The rise of sub-national identities with their transnational solidarities are threatening, with the exacer­bated violent conflicts, the future of a country itself. One can eas­ily observe the looming danger and growing number of failed and fail­ing nations phenomena due to the open-ended wars of all sorts.

Interesting enough from a histori­cal perspective, this is happening at the centenary of the Sykes-Picot ac­cord and is allowing many observ­ers to predict the collapse of such an order.

Indeed, the taboo of the sanctity of the country that fell after the Cold War allowed many to consider a post-Sykes-Picot order: The carv­ing of new states out of the existing ones amid the absence of any fore­seeable solution to many of the on­going conflicts and the difficulties if not the impossibilities to put back together the broken de facto pieces of many of the concerned states.

Thus, a decade ago Joe Biden, then a US senator, was among the first to call for the partition of Iraq on sectarian basis as the only fea­sible way to establish peace, one based on the breaking of Iraq into pieces. The strong return to the front burner of Middle East politics of the Kurdish independence issue raises the spectre of redrawing bor­ders in the Levant in particular.

Yet, it is worth reminding that states’ divorce or splitting does not necessarily lead to peace and to set­tling conflicts. The clash of sub-na­tional identities in a failing country contributes to and encourages such splitting plans. Breaking up could be considered by certain sectarian or ethnic groups as the only way for final salvation from a historical in­justice done to them in the absence of a successful nation-building strategy.

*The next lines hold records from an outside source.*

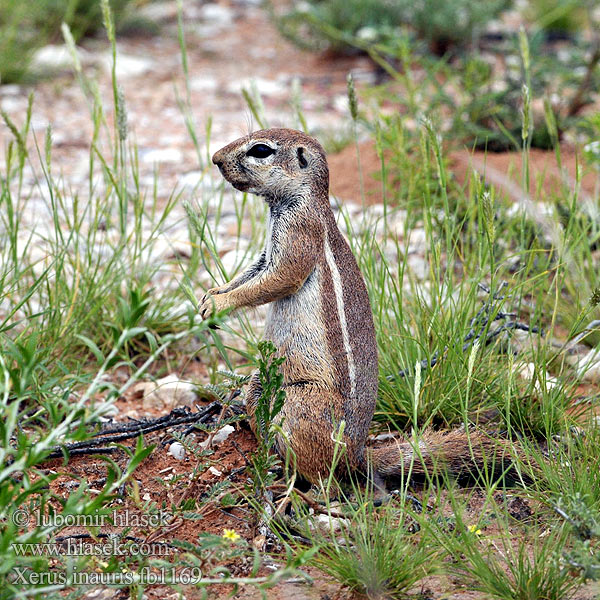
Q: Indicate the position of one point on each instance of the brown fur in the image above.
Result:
(319, 316)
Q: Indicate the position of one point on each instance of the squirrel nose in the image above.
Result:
(218, 159)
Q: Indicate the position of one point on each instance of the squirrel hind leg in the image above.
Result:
(309, 423)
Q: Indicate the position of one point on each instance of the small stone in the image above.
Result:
(216, 14)
(327, 524)
(128, 66)
(168, 392)
(219, 437)
(177, 451)
(53, 57)
(164, 155)
(265, 87)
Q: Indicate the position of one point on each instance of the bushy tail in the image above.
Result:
(457, 453)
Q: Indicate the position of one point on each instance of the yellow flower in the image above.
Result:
(231, 535)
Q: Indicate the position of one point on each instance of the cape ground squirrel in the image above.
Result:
(319, 315)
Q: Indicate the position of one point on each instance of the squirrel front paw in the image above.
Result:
(220, 289)
(213, 304)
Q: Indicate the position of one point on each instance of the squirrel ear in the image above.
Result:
(301, 158)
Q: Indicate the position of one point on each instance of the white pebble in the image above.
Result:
(177, 451)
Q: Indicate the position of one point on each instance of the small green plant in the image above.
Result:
(27, 26)
(268, 407)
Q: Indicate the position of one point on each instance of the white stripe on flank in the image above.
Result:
(339, 298)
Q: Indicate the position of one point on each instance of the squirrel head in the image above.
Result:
(279, 164)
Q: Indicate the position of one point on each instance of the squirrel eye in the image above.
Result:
(260, 151)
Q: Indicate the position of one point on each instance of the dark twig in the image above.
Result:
(178, 416)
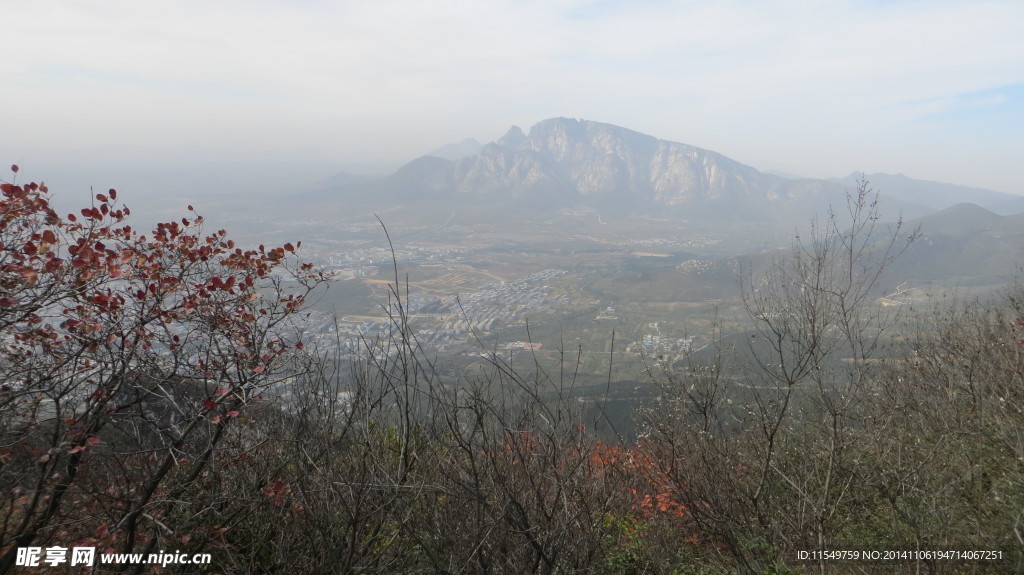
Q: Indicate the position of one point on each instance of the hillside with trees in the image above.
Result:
(161, 394)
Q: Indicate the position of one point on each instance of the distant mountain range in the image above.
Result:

However, the partition of Ethio­pia and Eritrea as well as of Croatia and Serbia and later the independ­ence of South Sudan have indicated that breaking up does not necessar­ily translate into a peaceful situa­tion.

In the war-torn Middle East, three scenarios appear to be plausible:

— The Sudanisation or the divorce and the fragmentation of certain states into two or more ones along ethnic or sectarian lines, a sort of post Sykes-Picot system. Such a sce­nario is difficult to envisage because it cannot be limited to one particu­lar country. It cannot be done à la carte without having a spillover ef­fect into other countries leading to general chaos and a more compli­cated situation.

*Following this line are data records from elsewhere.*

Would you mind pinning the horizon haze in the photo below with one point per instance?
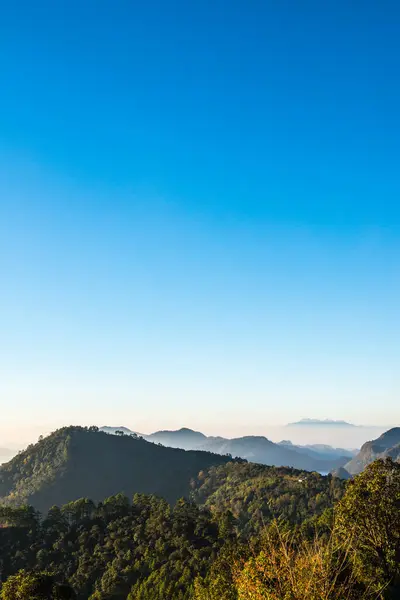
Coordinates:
(199, 216)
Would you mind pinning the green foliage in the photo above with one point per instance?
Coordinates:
(79, 462)
(369, 515)
(256, 494)
(248, 532)
(35, 586)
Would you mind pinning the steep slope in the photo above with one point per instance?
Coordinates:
(386, 445)
(255, 494)
(76, 462)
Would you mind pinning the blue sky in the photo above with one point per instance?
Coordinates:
(199, 213)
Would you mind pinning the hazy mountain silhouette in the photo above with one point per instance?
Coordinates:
(76, 462)
(253, 448)
(386, 445)
(317, 422)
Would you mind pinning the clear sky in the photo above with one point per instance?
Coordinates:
(199, 213)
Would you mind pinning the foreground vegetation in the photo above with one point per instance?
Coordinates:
(344, 546)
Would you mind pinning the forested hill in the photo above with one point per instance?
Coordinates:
(387, 445)
(76, 462)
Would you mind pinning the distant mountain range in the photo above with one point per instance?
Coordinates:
(258, 449)
(318, 422)
(386, 445)
(77, 462)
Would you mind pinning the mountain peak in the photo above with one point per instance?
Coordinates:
(325, 422)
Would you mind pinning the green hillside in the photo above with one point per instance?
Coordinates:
(76, 462)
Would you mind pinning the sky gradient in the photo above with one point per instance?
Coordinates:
(199, 214)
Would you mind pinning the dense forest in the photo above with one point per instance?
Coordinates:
(77, 462)
(244, 532)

— The Somalisation scenario, which has been ongoing for years in many places. It is being looked at as the lively illustration of failed coun­tries. Such states feature ongoing protracted social conflict that could be contained or managed with no spillover effect outside the borders in the absence of any plausible solu­tion due to the complexities of the conflict. At the same time, they de­velop the capacity to live with such kind of conflict that witnesses ups and downs in intensity of fighting, at an acceptable cost and as the only possible option.

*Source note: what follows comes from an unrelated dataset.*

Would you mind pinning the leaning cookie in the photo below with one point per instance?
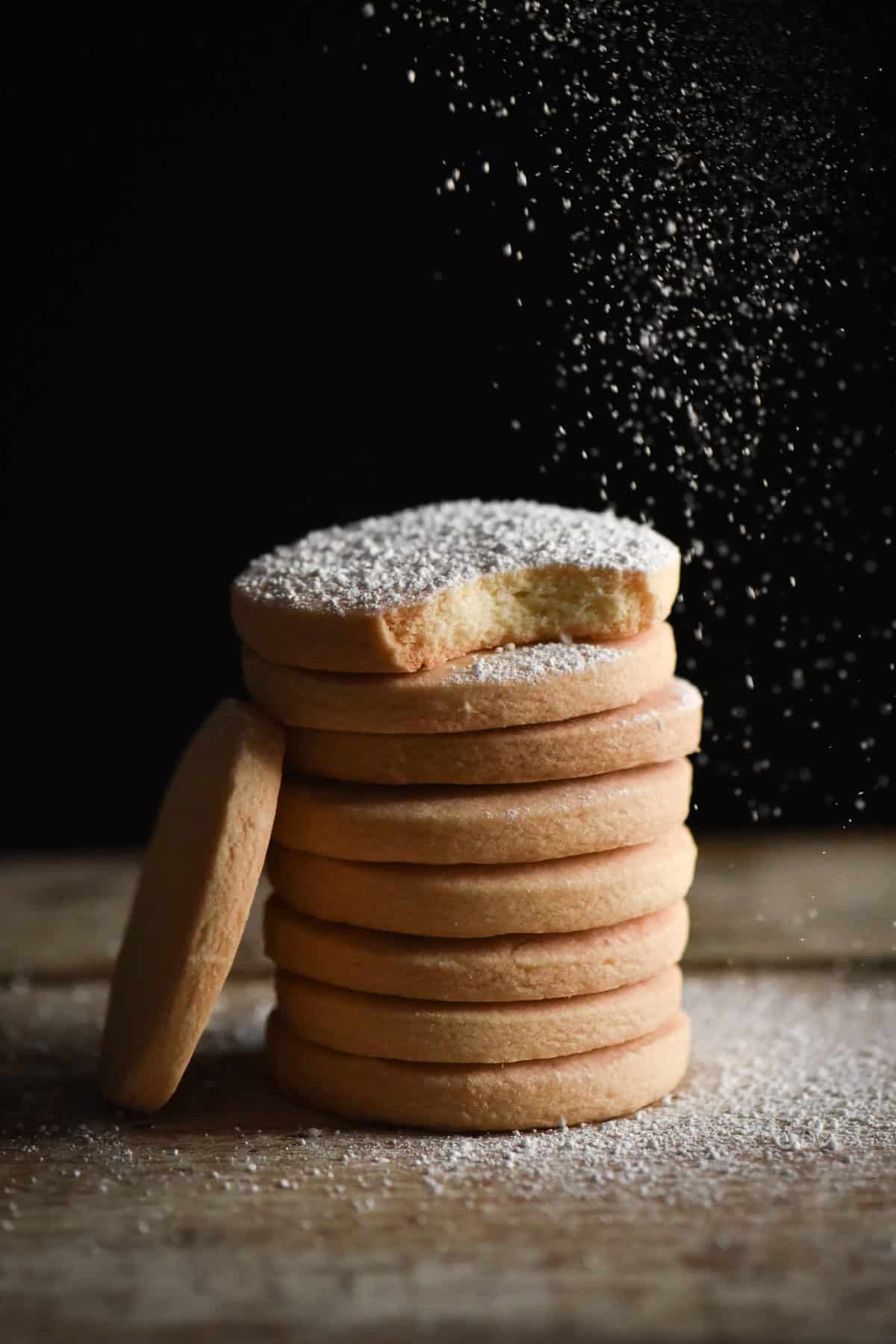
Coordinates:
(198, 882)
(532, 1095)
(420, 588)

— The Lebanonisation scenario or the establishment of a political system based on the consociational democracy model, a consensus over power-sharing among different eth­nic, sectarian or religious communi­ties. To paraphrase what Winston Churchill said about democracy, such a system is the worst of all sys­tems except for all others. Yet, as the Lebanese model has proven for years through its different crises, it is a system that invites interference and interventions and that needs to be revisited regularly because of its tension- and crisis-provoking na­ture and for being vulnerable and attractive to regional tensions and crises.

It looks like that after five years and more of the once promising “Arab spring”, a chaotic regional or­der is emerging in the Middle East carrying more instability, tension and wars of all sorts.

Nassif Hitti was head of the Arab League Mission in Paris, Rome and the Vatican. He is based in Beirut.